You might remember that a while ago I told you I was going to Scotland and Ireland for a few days to play golf. I also said I'd keep a diary for you. Well, I lied. I didn't go to Scotland, I didn't play golf and I didn't keep a diary. I did, however, go to Ireland, but the closest I got to playing golf was watching the World Match Play Championship on television.
We -- my wife, baby girl and I -- flew from Dallas-Fort Worth Airport to Manchester, England last Tuesday and then on to sunny (not) Belfast, where I spent the entire week paddling furiously upstream against a steady torrent of Guinness. Frankly, I'm glad I only get to go back there once a year.
I have to say though, there is something magical about watching golf on TV in a proper Irish Pub. It's exactly like being on the golf course, except you have a bar to lean against. I was in a lovely old Belfast bar called the Garrick, watching the Woosnam-Woods match last Friday and was suddenly struck by the unusual attention span of the assembled crowd of good-natured ganches. A "ganch" is a term used to describe an extremely vocal Ulster person who mistakenly considers himself to be, "An expert on most things." For instance, in Texas, Ross Perot would be a ganch, and I for one would pay a lot of money to listen to him after he'd had a skinful Guinness. But I digress.
The ganching in the Garrick was going at a steady hum while the players were between shots, then died to almost nothing when they addressed the ball, and rose again after the shot when the ball came to rest. It was pretty weird to be honest, and made even weirder by the fact that the volume on the TV was turned all the way down. There must have been a hundred different conversations that kept coming to an abrupt halt every couple of minutes and then starting up again a few seconds later. Like I said, it was just like being on the golf course, except for all the smoke and the full bar service.
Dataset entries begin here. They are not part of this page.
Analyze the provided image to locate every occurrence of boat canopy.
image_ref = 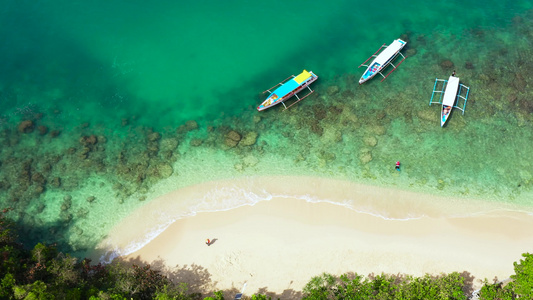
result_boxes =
[272,70,313,97]
[294,70,312,84]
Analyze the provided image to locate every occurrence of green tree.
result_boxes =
[204,291,224,300]
[14,280,56,300]
[479,279,515,300]
[303,273,337,300]
[508,253,533,299]
[0,273,15,299]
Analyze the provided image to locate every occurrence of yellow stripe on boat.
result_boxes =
[294,70,311,84]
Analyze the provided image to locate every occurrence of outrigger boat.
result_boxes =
[429,71,470,127]
[359,39,406,84]
[257,70,318,111]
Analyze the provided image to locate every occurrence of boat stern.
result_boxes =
[440,105,452,127]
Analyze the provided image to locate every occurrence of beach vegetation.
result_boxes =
[479,253,533,300]
[0,211,533,300]
[303,272,467,300]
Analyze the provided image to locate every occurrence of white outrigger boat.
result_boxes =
[257,70,318,111]
[359,39,406,84]
[429,71,470,127]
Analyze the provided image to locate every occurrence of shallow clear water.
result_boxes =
[0,0,533,252]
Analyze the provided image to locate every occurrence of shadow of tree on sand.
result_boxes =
[122,256,302,300]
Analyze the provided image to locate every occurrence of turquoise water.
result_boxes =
[0,0,533,253]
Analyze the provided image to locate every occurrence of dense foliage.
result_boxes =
[0,210,533,300]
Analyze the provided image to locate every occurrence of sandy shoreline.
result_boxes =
[95,179,533,299]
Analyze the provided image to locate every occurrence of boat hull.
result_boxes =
[257,71,318,111]
[359,39,406,84]
[440,105,452,127]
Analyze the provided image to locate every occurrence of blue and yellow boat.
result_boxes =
[257,70,318,111]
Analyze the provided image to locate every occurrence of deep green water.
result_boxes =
[0,0,533,253]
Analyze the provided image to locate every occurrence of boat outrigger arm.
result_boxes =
[257,70,318,111]
[429,72,470,127]
[359,39,407,84]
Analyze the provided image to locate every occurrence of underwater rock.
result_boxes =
[326,85,340,96]
[239,131,258,146]
[224,130,241,148]
[513,73,527,92]
[359,149,372,165]
[440,59,454,69]
[242,155,259,167]
[190,139,204,147]
[185,120,198,131]
[50,130,61,138]
[311,120,324,136]
[31,173,46,185]
[405,48,417,57]
[157,163,174,178]
[37,125,48,135]
[329,105,344,115]
[18,120,35,133]
[160,138,179,151]
[363,136,378,147]
[313,105,327,121]
[79,134,98,146]
[61,203,70,211]
[50,177,61,188]
[59,211,72,225]
[34,185,44,195]
[416,109,432,122]
[148,132,161,142]
[176,120,198,134]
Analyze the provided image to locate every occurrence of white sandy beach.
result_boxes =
[96,178,533,299]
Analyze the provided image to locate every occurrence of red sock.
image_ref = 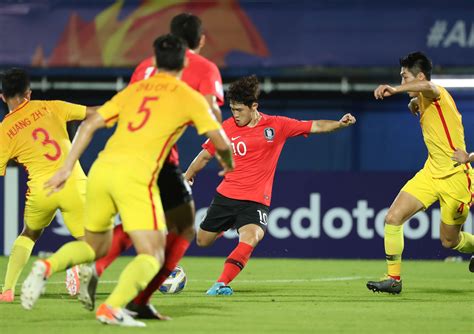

Having said that, even the bartenders were afflicted. You could have danced naked on the bar during the playing of a shot, and you couldn't have gotten their attention either.
On Sunday, I watched the final from my parents house, this time with the volume turned up. There was virtually no ganching. Well, except for my father of course, and maybe me. OK, definitely me, but my point is this. A bit of ganching, whether you agree with the gancher or not, makes golf watching more enjoyable, a phenomenon that the powers that be at CBS obviously noticed some time ago.